Maximizing value throughout the customer journey can encourage all types of brand advocates to refer prospective customers to your business. Best practices include soliciting and responding to customer feedback and using customer satisfaction surveys to identify areas for improvement. You can also consider strategies like including free product samples in orders or reaching out to customers by phone to offer proactive customer support.
Monitor performance
Use brand monitoring, social media analytics, website analytics, and ecommerce analytics tools to monitor your progress toward your goals. In addition to tracking growth in customer numbers or sales, you can also see referral sources, identify your most successful assets and channels, and monitor online conversions about your brand—information that can help you adjust your strategy and improve results.
Brand advocacy FAQ
How do you build a brand advocate program?

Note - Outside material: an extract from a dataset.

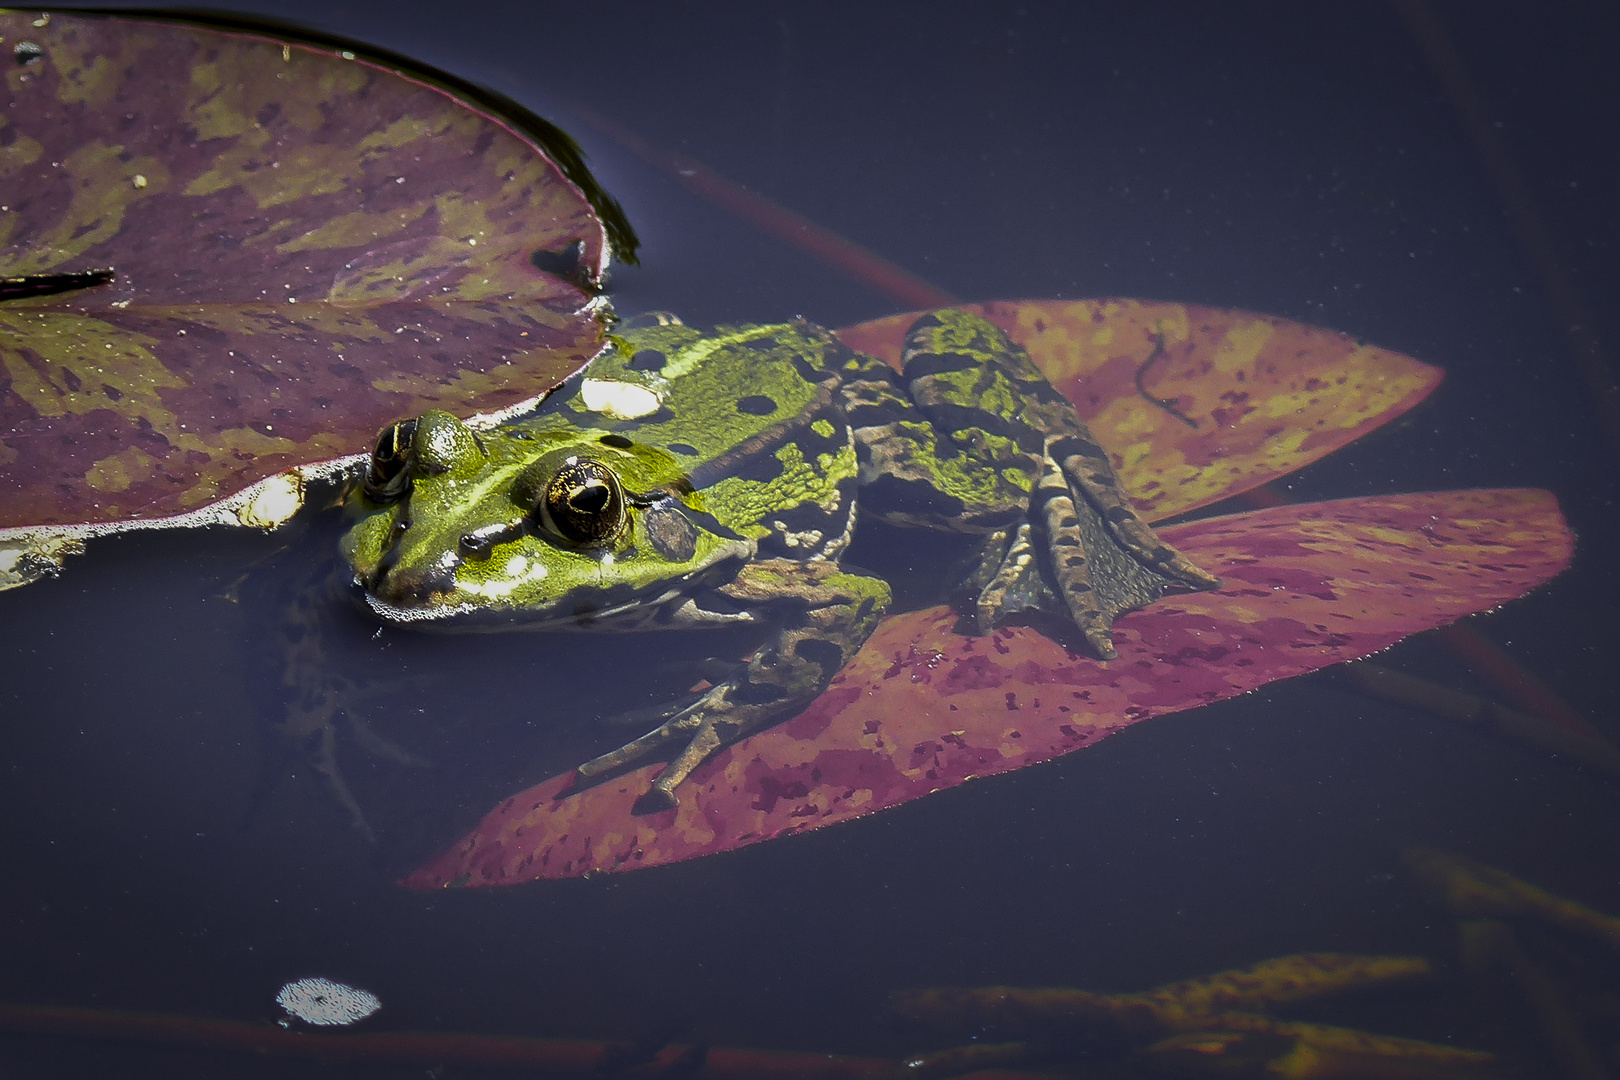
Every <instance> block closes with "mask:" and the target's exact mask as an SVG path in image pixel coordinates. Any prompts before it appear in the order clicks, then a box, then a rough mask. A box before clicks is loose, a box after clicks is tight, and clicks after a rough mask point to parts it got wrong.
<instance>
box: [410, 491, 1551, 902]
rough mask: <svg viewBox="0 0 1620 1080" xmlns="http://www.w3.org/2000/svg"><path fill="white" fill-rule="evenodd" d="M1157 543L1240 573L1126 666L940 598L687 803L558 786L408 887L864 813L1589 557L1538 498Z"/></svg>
mask: <svg viewBox="0 0 1620 1080" xmlns="http://www.w3.org/2000/svg"><path fill="white" fill-rule="evenodd" d="M1163 536H1165V539H1168V541H1170V542H1173V544H1176V546H1178V547H1179V549H1181V551H1183V552H1186V554H1187V555H1189V557H1192V559H1194V560H1196V562H1197V563H1199V565H1202V567H1207V568H1210V570H1213V572H1217V573H1220V575H1221V578H1223V581H1225V585H1223V586H1221V588H1220V589H1218V591H1213V593H1194V594H1187V596H1174V597H1168V599H1165V601H1160V602H1157V604H1153V606H1152V607H1147V609H1144V610H1139V612H1134V614H1131V615H1126V617H1124V619H1121V620H1119V622H1118V623H1116V625H1115V644H1116V646H1118V649H1119V657H1118V659H1115V661H1110V662H1106V664H1103V662H1098V661H1092V659H1089V657H1084V656H1079V654H1074V653H1068V651H1064V649H1063V648H1061V646H1058V644H1056V643H1053V641H1050V640H1048V638H1045V636H1042V635H1040V633H1035V631H1034V630H1024V628H1004V630H998V631H996V633H993V635H991V636H988V638H969V636H962V635H957V633H953V625H954V615H953V614H951V612H949V610H948V609H941V607H935V609H928V610H920V612H910V614H906V615H899V617H894V619H888V620H885V623H883V625H881V627H880V628H878V633H876V635H875V636H873V638H872V640H870V641H868V643H867V644H865V648H863V649H862V651H860V653H859V654H857V656H855V659H854V661H852V662H851V664H849V667H846V669H844V670H842V672H841V674H839V675H838V677H836V678H834V680H833V683H831V687H829V688H828V690H826V693H823V695H821V696H820V698H818V699H816V701H815V703H813V704H812V706H810V708H808V709H807V711H805V712H804V714H800V716H799V717H795V719H792V721H789V722H786V724H781V725H778V727H773V729H770V730H765V732H760V733H757V735H753V737H750V738H745V740H742V742H739V743H735V745H734V746H729V748H727V750H724V751H721V753H719V755H716V756H714V758H713V759H711V761H708V763H706V764H703V766H701V767H700V769H698V771H697V772H693V774H692V777H690V779H689V780H687V784H685V785H682V789H680V797H682V801H680V806H677V808H676V810H667V811H663V813H658V814H650V816H635V814H632V813H630V808H632V805H633V801H635V798H637V797H638V795H640V793H642V792H645V790H646V785H648V780H650V779H651V777H653V774H654V772H656V769H658V767H659V766H648V767H643V769H638V771H635V772H630V774H627V776H622V777H617V779H614V780H609V782H606V784H601V785H598V787H591V789H586V790H582V792H578V793H569V790H570V787H572V776H570V774H565V776H557V777H552V779H549V780H546V782H543V784H539V785H536V787H531V789H530V790H527V792H523V793H520V795H515V797H514V798H509V800H507V801H505V803H502V805H501V806H497V808H496V810H494V811H492V813H489V814H488V816H486V818H484V819H483V823H480V826H478V827H476V829H475V831H473V832H470V834H468V836H467V837H463V839H462V840H458V842H457V844H455V845H454V847H450V848H449V850H447V852H444V855H441V857H439V858H436V860H434V861H433V863H429V865H426V866H423V868H421V870H418V871H415V873H413V874H410V876H408V878H407V879H405V881H403V884H405V886H410V887H416V889H434V887H447V886H470V887H478V886H504V884H517V882H523V881H533V879H538V878H572V876H578V874H585V873H593V871H625V870H638V868H643V866H658V865H663V863H674V861H680V860H685V858H693V857H697V855H710V853H714V852H726V850H732V848H737V847H744V845H748V844H758V842H760V840H768V839H773V837H779V836H787V834H792V832H800V831H805V829H815V827H820V826H826V824H833V823H836V821H847V819H851V818H859V816H863V814H868V813H873V811H876V810H883V808H886V806H896V805H899V803H904V801H909V800H912V798H919V797H922V795H928V793H930V792H936V790H941V789H946V787H954V785H957V784H961V782H964V780H969V779H974V777H982V776H993V774H996V772H1006V771H1011V769H1019V767H1024V766H1029V764H1035V763H1040V761H1047V759H1050V758H1055V756H1058V755H1064V753H1069V751H1072V750H1079V748H1082V746H1092V745H1095V743H1097V742H1098V740H1100V738H1103V737H1106V735H1111V733H1115V732H1118V730H1123V729H1124V727H1128V725H1131V724H1134V722H1137V721H1145V719H1149V717H1152V716H1162V714H1165V712H1174V711H1179V709H1189V708H1194V706H1199V704H1205V703H1210V701H1220V699H1223V698H1231V696H1236V695H1241V693H1244V691H1249V690H1254V688H1255V687H1262V685H1265V683H1268V682H1273V680H1278V678H1288V677H1291V675H1301V674H1306V672H1312V670H1317V669H1322V667H1327V665H1330V664H1338V662H1341V661H1349V659H1358V657H1362V656H1367V654H1371V653H1377V651H1379V649H1383V648H1387V646H1390V644H1393V643H1395V641H1400V640H1401V638H1405V636H1406V635H1411V633H1417V631H1421V630H1427V628H1432V627H1439V625H1442V623H1447V622H1452V620H1455V619H1460V617H1463V615H1466V614H1471V612H1477V610H1486V609H1489V607H1494V606H1497V604H1500V602H1503V601H1508V599H1513V597H1516V596H1521V594H1523V593H1526V591H1528V589H1531V588H1534V586H1536V585H1539V583H1542V581H1547V580H1549V578H1552V576H1554V575H1557V573H1558V572H1560V570H1563V567H1565V565H1567V563H1568V560H1570V554H1571V547H1573V539H1571V536H1570V531H1568V528H1567V526H1565V523H1563V518H1562V515H1560V513H1558V507H1557V502H1555V500H1554V497H1552V495H1550V494H1549V492H1544V491H1461V492H1442V494H1424V495H1390V497H1382V499H1353V500H1345V502H1325V504H1312V505H1299V507H1277V508H1272V510H1262V512H1254V513H1239V515H1234V517H1225V518H1210V520H1204V521H1194V523H1189V525H1178V526H1173V528H1166V529H1163Z"/></svg>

Here’s how to build an effective brand advocacy program:
1. Set advocacy goals.
2. Choose a type of advocacy program.
3. Assess your reputation.
4. Build relationships.
5. Provide incentives.
6. Launch your program.
How do you measure brand advocacy?
You can use multiple marketing metrics to measure the effectiveness of a brand advocacy campaign. Examples include brand mentions, referral rates, customer acquisition costs, and Net Promoter Score (NPS).
What is the difference between brand ambassadors and brand advocates?
A brand advocate is an employee, customer, business owner, or influencer who promotes your brand to others in their network. Brand ambassadors are paid brand advocates, often influencers contracted to promote your brand for a specific length of time.